With the possibility of greater reward, it would be wise to take on even less frequent payoffs. For a $100, I would risk $10 even if the odds were 1 in 8 or 1 in 9. In the long run, I would still consistently win, putting up $80 or $90 and getting back $100. For a $1000 payoff, I would take on odds up to 1 in 80 or 90 for my $10 bet. In general, where the odds are more and more against me, I would still be smart to wager if the payoff was big enough to make up for the times I would likely lose.

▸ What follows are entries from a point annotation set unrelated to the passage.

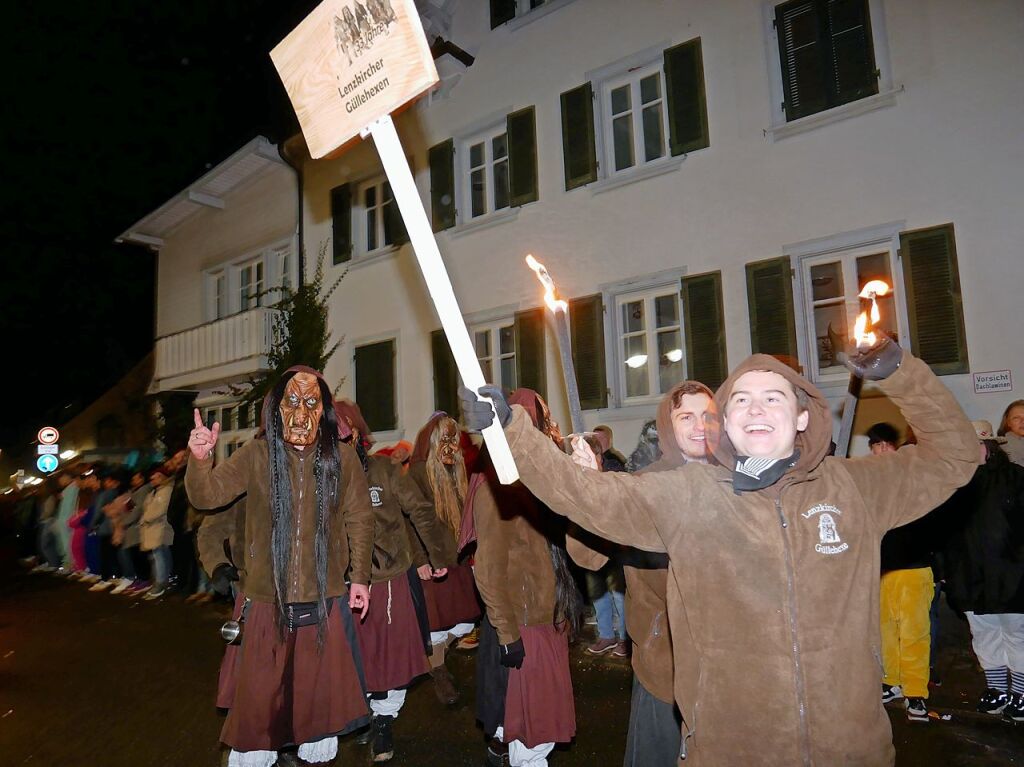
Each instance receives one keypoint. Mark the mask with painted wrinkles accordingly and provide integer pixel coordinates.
(301, 409)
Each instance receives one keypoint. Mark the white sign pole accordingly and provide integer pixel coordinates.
(438, 285)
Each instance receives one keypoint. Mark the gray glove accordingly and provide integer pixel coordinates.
(478, 414)
(875, 363)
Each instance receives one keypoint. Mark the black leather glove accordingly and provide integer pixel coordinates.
(222, 577)
(478, 414)
(513, 654)
(875, 363)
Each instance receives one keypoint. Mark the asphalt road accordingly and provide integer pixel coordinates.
(90, 679)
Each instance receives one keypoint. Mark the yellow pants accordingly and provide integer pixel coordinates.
(906, 599)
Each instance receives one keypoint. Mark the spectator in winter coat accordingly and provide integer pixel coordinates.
(907, 589)
(983, 562)
(1012, 427)
(156, 535)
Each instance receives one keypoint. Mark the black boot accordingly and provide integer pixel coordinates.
(383, 742)
(366, 734)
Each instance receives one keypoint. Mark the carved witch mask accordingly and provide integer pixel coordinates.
(301, 409)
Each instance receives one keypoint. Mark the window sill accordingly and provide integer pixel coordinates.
(483, 222)
(835, 115)
(624, 178)
(531, 15)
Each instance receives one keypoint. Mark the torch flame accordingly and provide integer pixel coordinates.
(549, 285)
(871, 291)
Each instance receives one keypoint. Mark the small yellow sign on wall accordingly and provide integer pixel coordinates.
(350, 62)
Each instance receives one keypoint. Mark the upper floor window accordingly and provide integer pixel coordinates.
(485, 172)
(650, 342)
(251, 285)
(219, 285)
(496, 349)
(826, 53)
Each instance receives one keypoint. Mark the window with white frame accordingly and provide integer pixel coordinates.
(238, 425)
(495, 345)
(244, 285)
(832, 284)
(635, 119)
(218, 294)
(649, 342)
(283, 258)
(485, 172)
(376, 216)
(251, 285)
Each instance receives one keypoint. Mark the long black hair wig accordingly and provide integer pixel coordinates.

One of the things we heard about the housing bubble was that financial institutions packaging mortgage backed securities made an effort to ascertain the risk of default on the mortgage so they could set the return on the package of securities in relationship to the risk. The idea was that the higher the risk was, the higher the return needed to be to make the purchase worthwhile. Packages were put together that had huge risks and were attractive because they had gigantic returns. The problem with the mathematics of this is that the greatest return will come from buying a security that had a zero chance—that is — no chance of being repaid at all. Many of these were sold because of the promise of huge returns, but when it became clear that the mortgages on which they were based would never be paid, then the giant bubble burst, and these high value securities became worthless – toxic, they were called.

So we have it that higher risk is worthwhile if the reward is high enough, but there is no reward high enough for something that will certainly never pay off. Unfortunately, many wealthy folks who engage in this logic with the idea of not really risking anything, in the long run, found themselves having given away everything until the taxpaying public was called in to bail them out and save the financial system. Now you have to understand how courageous that is. That is an even better way for the wealthy to ‘assume risk.‘: If they win, they get to keep it all. If they lose, we pay it off for them.

So my claim is that the financial practices of the wealthy are not particularly risky. Typically they have sufficient reserves to allow them to “stay in the game” until they win and they have calculated that the return that they get will be great enough to cover for their inevitable loses. When they miscalculate all this, they dump the loss on the public. That is not risk. What would be risky is to let a Wall Street broker pack your parachute or to take care of your safety net.